BIOGRAPHY
Nate Lewis explores history through patterns, textures, and rhythm, creating meditations of celebration and lamentations.
« I am interested in the unseen. My work is driven by empathy, and the desire to understand nuanced points of view. By altering photographs, I aim to challenge people’s perspectives on race and history through distortion and illusion. Treating the paper like an organism itself, I sculpt patterns akin to cellular tissue and anatomical elements, allowing hidden histories and patterns to be uncovered from the photographs. I approach subjects and imagery from a diagnostic place with the idea of utilizing diagnostic lenses and contrast dyes. By virtue of my medical training, I am interested in the tensions that exist within and without us. Ultimately, the work embraces humanistic ideas of human connection and understanding. »

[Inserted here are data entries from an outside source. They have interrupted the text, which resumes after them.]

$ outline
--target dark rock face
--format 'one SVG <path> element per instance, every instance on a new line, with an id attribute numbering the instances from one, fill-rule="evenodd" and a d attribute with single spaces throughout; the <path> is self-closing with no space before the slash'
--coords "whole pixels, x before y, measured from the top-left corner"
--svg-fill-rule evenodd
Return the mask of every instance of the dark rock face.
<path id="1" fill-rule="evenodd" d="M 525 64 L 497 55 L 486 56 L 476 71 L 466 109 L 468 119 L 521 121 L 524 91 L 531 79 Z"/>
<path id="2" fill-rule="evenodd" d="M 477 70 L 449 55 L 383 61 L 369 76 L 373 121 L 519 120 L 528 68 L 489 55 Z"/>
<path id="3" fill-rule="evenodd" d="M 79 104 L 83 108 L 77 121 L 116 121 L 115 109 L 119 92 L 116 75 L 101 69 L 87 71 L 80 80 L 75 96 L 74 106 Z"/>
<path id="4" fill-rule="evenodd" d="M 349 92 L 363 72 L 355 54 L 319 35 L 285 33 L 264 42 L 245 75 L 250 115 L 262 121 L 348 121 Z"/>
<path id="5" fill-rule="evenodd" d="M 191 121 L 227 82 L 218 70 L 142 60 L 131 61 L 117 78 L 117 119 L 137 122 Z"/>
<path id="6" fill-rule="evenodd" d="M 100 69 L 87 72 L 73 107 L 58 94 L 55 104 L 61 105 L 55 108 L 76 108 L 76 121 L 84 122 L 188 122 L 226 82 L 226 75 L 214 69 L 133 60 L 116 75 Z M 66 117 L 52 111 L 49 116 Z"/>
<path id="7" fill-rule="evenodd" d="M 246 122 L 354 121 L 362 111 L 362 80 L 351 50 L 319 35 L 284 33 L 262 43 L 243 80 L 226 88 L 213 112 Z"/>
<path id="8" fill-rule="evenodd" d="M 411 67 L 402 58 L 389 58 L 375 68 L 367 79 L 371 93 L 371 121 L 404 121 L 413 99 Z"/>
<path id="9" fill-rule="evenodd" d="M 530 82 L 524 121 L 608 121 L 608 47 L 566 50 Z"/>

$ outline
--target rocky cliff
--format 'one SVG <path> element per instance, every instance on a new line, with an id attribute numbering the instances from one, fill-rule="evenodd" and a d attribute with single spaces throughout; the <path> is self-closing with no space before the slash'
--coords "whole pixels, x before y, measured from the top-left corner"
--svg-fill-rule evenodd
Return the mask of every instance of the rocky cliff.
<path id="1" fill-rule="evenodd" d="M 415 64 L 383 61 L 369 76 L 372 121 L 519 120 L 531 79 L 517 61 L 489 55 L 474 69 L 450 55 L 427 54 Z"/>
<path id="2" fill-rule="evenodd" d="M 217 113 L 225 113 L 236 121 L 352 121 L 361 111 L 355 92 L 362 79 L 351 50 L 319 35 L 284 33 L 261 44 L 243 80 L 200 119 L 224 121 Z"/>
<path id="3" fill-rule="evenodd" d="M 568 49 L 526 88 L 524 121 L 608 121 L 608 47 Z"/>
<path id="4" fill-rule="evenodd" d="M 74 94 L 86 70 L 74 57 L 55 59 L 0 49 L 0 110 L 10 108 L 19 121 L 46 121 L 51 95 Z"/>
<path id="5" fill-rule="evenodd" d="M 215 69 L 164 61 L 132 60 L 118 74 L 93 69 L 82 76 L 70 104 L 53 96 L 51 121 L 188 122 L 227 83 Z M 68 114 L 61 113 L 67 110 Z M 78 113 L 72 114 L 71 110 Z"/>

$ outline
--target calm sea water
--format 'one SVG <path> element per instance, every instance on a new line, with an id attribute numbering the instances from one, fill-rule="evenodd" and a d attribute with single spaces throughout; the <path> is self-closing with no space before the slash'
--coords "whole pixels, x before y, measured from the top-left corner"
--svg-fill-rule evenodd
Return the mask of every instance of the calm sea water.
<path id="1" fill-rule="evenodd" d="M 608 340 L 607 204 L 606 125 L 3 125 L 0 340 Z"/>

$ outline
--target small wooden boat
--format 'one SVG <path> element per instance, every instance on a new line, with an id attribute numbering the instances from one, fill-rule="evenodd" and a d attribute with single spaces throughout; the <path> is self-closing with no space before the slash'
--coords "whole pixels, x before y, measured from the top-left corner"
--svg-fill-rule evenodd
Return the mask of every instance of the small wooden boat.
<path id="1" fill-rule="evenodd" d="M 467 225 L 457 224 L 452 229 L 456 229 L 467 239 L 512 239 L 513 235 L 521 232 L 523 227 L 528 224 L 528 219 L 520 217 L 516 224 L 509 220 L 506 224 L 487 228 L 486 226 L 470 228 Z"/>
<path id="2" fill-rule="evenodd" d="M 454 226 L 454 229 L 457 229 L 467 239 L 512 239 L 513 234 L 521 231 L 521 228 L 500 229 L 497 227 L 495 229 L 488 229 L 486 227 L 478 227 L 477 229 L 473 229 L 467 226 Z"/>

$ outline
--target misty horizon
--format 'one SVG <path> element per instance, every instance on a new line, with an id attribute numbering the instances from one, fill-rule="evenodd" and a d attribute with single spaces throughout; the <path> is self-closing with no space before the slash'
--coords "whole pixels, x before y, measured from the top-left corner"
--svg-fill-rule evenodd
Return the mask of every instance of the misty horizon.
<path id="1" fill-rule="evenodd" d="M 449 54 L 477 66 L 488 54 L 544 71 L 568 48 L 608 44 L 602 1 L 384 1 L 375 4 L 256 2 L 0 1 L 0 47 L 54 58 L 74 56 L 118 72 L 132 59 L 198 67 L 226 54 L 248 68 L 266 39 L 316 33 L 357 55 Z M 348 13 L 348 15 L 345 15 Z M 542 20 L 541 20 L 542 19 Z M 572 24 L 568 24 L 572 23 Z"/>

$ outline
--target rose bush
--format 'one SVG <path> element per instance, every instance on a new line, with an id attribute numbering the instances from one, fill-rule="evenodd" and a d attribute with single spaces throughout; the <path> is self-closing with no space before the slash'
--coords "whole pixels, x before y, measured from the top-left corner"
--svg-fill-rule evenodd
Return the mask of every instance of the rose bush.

Nate Lewis was born in Beaver Falls, PA in 1985. He earned a Bachelor’s Degree in Nursing from VCU, and practiced critical-care nursing in DC-area hospitals for nine years. Lewis’ first artistic pursuit was playing the violin in 2008, followed by drawing in 2010. Lewis’ work has been exhibited at the California African American Museum; The Studio Museum in Harlem; The Yale Center for British Art; 21c Museum Hotels; with the Smithsonian Institution Traveling Exhibition Services. Past residencies include Pioneer Works and Dieu Donne. Lewis’ work is in the public collections of the Baltimore Museum of Art, The Studio Museum in Harlem, Grinnell College Museum of Art, Virginia Museum of Fine Arts, Weatherspoon Art Museum, Kadist, Santa Barbara Museum of Art, Blanton Museum of Art, The University of Austin at Texas, and 21c Museum Hotels. He has lectured at Yale University as part of Claudia Rankine’s Racial Imaginary Institute, the Yale Center for British Art, and Paris Photo. He lives and works in New York City.